Ram Charan, worldwide business leader and heavily desired speaker, wrote recently if his idea to reform Human Resources in Harvard Business Review
titled “It’s Time To Split HR.” In the article, Ram argues that not all HR people have the same business skills and many HR people should not be given “a seat at the senior Leadership table”.
Why? HR can be divided into 2 functions – administration (compensation and benefits) and leadership & development. Process-oriented generalists and subject-matter experts would fit very well into the administration area (Ram uses the acronym HR-A) but rather than reporting into the CEO, they’d report into the CFO of their organization.
Their chief responsibility would be ensuring these processes are operated efficiently and accurately, with analytics given to the CFO and senior leaders
to guide investment decisions.
The 2nd function of HR Ram proposes is leadership and organization, or CR-LO). These HR professionals would be largely involved with analyzing and responding to real-world business needs and report directly to the CEO. They’d give input on key promotions and succession while building development programs to prepare
people for future challenges.
The best HR professionals, such as Bill Conaty in GE and Mary Anne Elliott at Marsh were particularly effective with this strategic function.
These people could be cultivated from areas outside HR, such as finance or operations, because a role in HR-LO by itself would give them invaluable developmental experience.
There’s no question that the role of an HR professional in the U.S. is becoming more and more challenging and complex. In addition to dealing with administration, leadership sustainability and organization development, HR professionals must keep current with the many new laws and regulations coming from federal and state governments.

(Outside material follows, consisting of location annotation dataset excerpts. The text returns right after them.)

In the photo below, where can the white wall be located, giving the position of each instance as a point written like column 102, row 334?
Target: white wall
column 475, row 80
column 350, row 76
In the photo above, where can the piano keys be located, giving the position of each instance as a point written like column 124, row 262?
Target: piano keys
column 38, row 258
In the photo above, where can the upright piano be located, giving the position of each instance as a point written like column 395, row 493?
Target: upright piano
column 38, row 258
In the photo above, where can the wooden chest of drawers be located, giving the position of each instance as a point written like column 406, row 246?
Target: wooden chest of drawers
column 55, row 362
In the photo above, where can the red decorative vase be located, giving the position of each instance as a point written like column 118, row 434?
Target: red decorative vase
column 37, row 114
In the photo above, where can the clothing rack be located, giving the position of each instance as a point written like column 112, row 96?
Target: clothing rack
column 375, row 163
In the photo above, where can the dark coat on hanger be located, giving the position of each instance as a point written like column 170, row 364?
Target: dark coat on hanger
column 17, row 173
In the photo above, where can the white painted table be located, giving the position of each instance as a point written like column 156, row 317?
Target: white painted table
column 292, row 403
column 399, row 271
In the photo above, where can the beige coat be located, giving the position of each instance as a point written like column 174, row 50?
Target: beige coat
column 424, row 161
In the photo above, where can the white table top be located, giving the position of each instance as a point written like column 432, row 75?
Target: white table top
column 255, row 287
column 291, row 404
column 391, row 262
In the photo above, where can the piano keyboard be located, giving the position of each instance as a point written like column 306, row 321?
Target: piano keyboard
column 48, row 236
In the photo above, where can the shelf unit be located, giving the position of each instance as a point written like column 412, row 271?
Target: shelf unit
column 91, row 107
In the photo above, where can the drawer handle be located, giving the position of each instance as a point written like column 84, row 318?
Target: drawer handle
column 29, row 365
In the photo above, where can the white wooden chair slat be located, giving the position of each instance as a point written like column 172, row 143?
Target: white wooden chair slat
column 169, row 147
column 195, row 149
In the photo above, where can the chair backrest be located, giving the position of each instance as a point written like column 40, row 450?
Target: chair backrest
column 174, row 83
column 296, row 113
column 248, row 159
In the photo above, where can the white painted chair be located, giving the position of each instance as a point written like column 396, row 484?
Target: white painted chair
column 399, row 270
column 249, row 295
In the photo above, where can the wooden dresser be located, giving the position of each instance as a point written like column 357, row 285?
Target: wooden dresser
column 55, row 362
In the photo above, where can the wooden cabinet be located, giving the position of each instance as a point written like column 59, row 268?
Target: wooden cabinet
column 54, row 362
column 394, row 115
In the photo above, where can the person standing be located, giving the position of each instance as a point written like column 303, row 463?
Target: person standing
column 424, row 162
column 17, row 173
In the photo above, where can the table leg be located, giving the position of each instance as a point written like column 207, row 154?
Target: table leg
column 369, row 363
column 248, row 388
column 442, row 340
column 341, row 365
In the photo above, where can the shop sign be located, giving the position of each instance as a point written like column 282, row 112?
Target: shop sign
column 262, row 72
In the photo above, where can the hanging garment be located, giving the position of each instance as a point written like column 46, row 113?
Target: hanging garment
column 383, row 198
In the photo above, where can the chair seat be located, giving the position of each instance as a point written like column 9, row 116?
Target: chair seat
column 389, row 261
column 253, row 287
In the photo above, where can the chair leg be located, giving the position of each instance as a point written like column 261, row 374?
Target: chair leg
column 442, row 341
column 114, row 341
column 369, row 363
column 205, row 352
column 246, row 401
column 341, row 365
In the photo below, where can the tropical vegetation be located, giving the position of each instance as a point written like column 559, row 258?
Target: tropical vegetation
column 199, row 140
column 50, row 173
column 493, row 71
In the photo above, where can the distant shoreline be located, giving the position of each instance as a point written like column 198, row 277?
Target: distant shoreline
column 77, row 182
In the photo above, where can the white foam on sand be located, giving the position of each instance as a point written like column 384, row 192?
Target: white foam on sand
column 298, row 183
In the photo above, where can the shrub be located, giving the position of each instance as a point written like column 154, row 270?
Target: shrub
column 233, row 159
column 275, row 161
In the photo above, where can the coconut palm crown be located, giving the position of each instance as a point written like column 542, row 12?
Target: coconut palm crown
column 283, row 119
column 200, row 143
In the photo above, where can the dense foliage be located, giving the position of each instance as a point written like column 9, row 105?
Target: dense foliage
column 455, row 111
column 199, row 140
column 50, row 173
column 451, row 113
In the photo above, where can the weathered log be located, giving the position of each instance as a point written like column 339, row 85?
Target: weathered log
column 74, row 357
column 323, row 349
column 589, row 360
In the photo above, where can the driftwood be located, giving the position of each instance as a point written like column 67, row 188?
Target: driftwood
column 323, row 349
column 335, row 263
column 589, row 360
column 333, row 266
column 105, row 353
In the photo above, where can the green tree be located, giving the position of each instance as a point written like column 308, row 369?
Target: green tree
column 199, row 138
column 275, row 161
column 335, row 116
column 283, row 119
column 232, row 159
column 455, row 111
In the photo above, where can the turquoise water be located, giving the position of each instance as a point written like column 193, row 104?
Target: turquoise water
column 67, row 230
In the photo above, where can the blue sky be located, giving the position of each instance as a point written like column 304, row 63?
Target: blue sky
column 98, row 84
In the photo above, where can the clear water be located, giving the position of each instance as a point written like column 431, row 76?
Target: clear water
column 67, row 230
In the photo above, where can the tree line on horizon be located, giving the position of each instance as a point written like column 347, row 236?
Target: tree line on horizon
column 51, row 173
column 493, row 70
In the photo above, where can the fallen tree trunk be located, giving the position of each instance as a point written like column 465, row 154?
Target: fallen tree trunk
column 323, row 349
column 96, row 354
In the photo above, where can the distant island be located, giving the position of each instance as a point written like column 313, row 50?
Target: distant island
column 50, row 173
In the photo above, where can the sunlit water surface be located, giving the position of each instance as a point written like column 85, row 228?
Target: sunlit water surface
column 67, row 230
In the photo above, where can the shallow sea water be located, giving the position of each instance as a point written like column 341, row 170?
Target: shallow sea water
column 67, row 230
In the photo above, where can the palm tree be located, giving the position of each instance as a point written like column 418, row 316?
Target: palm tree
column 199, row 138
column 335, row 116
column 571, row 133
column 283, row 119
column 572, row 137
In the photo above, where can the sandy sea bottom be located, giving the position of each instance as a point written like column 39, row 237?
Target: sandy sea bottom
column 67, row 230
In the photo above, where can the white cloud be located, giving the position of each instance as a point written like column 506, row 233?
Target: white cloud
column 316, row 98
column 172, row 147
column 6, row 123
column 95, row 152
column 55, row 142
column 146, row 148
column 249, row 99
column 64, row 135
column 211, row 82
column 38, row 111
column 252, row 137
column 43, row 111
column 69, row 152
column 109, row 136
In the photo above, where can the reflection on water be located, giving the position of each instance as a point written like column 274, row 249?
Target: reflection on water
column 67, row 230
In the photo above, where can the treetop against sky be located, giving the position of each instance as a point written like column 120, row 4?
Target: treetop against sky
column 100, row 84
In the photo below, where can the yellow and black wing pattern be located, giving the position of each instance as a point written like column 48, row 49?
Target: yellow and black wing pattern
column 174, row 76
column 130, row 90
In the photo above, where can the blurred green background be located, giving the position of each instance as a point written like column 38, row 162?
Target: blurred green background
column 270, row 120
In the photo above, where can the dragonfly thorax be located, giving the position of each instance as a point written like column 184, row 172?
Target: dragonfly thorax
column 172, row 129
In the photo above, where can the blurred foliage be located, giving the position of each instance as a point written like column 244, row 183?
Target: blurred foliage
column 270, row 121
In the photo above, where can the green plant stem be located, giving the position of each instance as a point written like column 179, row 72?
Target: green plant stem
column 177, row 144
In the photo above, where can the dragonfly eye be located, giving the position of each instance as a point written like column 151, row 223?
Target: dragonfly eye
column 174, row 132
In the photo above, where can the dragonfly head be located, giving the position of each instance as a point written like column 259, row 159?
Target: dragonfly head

Since the Obama administration does not control new legislation (that’s under the authority of the Republican-led House of Representatives), government agencies such as the Department of Labor have been given added power to enforce the laws in place.
The last few years have seen a huge increase in employee claims for wage and hour violations (eg. Employers not paying overtime properly) or retaliation (an employee files a discrimination complaint and the employer ‘retaliates’ by terminating the employee for long-standing poor performance).
The days of ‘employment at will’ or the employer having the right to fire anyone at any time for any reason are over. HR leaders need to serve 3 roles - lawyer, administrator and talent strategist. Those employers who can find human resources professionals who can do all 3 well will be in the best position to adapt and succeed.